Перед тем как войти в дверь, Дэн заметил знакомый черный мотоцикл, припаркованный чуть поодаль, за полицейским ограждением. Еще дальше на противоположной стороне улицы офисное здание была густо изрисовано той же белой, похожей на мел краской, которую он обнаружил рядом с домом Стива. Но вместо французской фразы тут были изображены символы, значения которых он не знал.
– Что это означает? – небрежно поинтересовался он.
Похоже, заполучив Дэна в свое полное распоряжение, Финноуэй уже не пытался ничего от парнишки скрывать. Гламурные часы Финноуэя сверкнули на солнце, когда он небрежно махнул рукой в сторону изображения окружности, рассеченной наклонной чертой.
– Это означает, что у нас заканчивается туалетная бумага.
– Что? Правда?
Дэн споткнулся о неровность в асфальте. В следующую секунду он уже переступил порог и замедлил шаги, пытаясь потянуть время.
– Нет, неправда. Иди молча, ты мне надоел.
Вместо того чтобы направиться в уже знакомые Дэну помещения, Финноуэй свернул по коридору налево. Они прошли несколько безликих комнат, прежде чем остановиться перед тяжелой на вид старинной дверью в аркообразном проеме. Финноуэй трижды стукнул по ней костяшками пальцев, и Дэн услышал, как с громким скрежетом поворачивается ключ.
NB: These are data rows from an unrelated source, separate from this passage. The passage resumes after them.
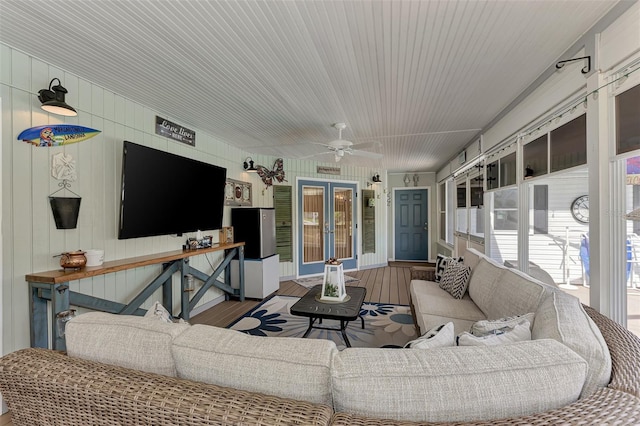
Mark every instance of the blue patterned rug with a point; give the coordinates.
(386, 325)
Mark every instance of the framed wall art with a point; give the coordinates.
(237, 193)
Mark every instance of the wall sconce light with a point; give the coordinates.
(53, 100)
(248, 165)
(528, 172)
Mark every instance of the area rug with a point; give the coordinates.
(309, 282)
(386, 325)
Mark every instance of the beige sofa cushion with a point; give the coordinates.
(285, 367)
(434, 306)
(457, 383)
(482, 282)
(501, 292)
(561, 317)
(124, 340)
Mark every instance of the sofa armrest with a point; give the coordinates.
(45, 387)
(604, 406)
(425, 273)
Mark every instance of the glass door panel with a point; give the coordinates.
(342, 223)
(327, 225)
(313, 223)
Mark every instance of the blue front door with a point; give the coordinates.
(326, 225)
(411, 236)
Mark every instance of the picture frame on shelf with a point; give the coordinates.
(237, 193)
(226, 235)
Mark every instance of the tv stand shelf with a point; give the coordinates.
(53, 286)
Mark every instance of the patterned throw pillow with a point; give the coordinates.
(441, 265)
(160, 312)
(519, 333)
(486, 327)
(455, 279)
(438, 337)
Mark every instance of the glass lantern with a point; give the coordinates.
(333, 288)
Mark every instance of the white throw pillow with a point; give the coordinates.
(519, 333)
(455, 279)
(438, 337)
(159, 311)
(485, 327)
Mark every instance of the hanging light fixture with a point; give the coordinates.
(53, 100)
(248, 165)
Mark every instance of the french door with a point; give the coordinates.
(326, 225)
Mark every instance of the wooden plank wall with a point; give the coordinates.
(30, 239)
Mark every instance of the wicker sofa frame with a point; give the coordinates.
(46, 387)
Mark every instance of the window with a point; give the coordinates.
(476, 201)
(492, 175)
(569, 144)
(627, 122)
(540, 209)
(451, 187)
(535, 157)
(461, 206)
(505, 210)
(508, 170)
(442, 206)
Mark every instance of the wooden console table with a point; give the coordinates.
(53, 286)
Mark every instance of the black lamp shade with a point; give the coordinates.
(53, 100)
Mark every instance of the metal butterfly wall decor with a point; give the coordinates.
(267, 175)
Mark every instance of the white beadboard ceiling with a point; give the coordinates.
(271, 77)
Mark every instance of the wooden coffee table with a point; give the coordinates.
(310, 306)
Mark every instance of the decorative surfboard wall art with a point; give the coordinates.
(57, 134)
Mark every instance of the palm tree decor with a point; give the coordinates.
(333, 288)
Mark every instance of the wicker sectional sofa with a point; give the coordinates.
(132, 370)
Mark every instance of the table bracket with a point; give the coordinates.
(53, 287)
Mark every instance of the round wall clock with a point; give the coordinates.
(580, 209)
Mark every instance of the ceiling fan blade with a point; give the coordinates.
(366, 145)
(367, 154)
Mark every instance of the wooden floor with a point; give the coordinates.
(384, 285)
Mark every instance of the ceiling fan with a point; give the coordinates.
(341, 147)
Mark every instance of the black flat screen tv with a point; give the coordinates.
(164, 193)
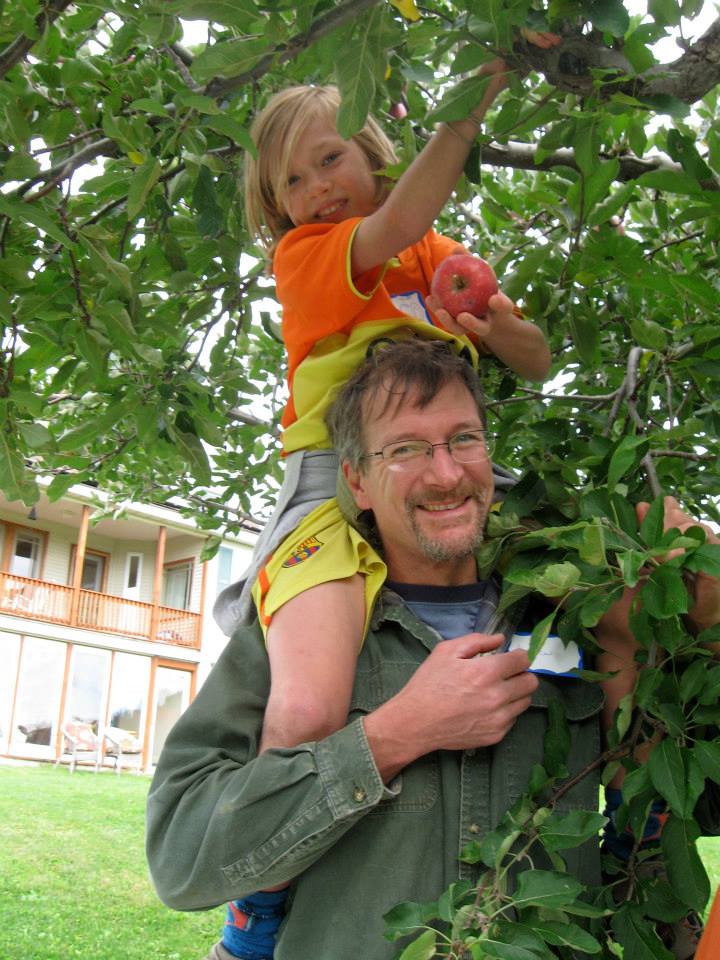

Наконец щелкнули замки, скрипнули петли, и дверь начала отворяться. Пахнуло зловонием сточной канавы, окутавшим их сырым удушающим облаком.
– Я так понимаю, об освежителях тут никогда не слышали?
Дэна бесцеремонно втолкнули под арку, и он оказался в холодном и промозгло-сыром коридоре, где их встретила фигура в собачьей маске, не позволявшей определить, удивлен человек появлением Дэна или нет.
– Я рад, что ты больше не дуешься, – произнес Финноуэй, шагая рядом с Дэном. Впрочем, он был гораздо выше, и, чтобы не удариться о потолок, ему приходилось постоянно наклонять голову. – Но тебе не удастся меня разозлить, Дэниел, хотя твои попытки указывают на жизнелюбие, которого я от тебя не ожидал. Твоих родителей оказалось до смешного просто стереть с лица земли. Я рад, что ты предпочитаешь напоследок поразвлечься.
Дверь за их спинами с грохотом захлопнулась, на мгновение погрузив их в темноту, к которой глаза Дэна быстро привыкли. Они находились в обычном кирпичном тоннеле. В нем не было ничего особенно зловещего, хотя присутствие Финноуэя держало в постоянном напряжении.
Постепенно тоннель расширился, но Дэн продолжал идти ссутулившись и подобравшись всем телом. С обеих сторон на них смотрели Художники Костей в грубых и помятых масках животных.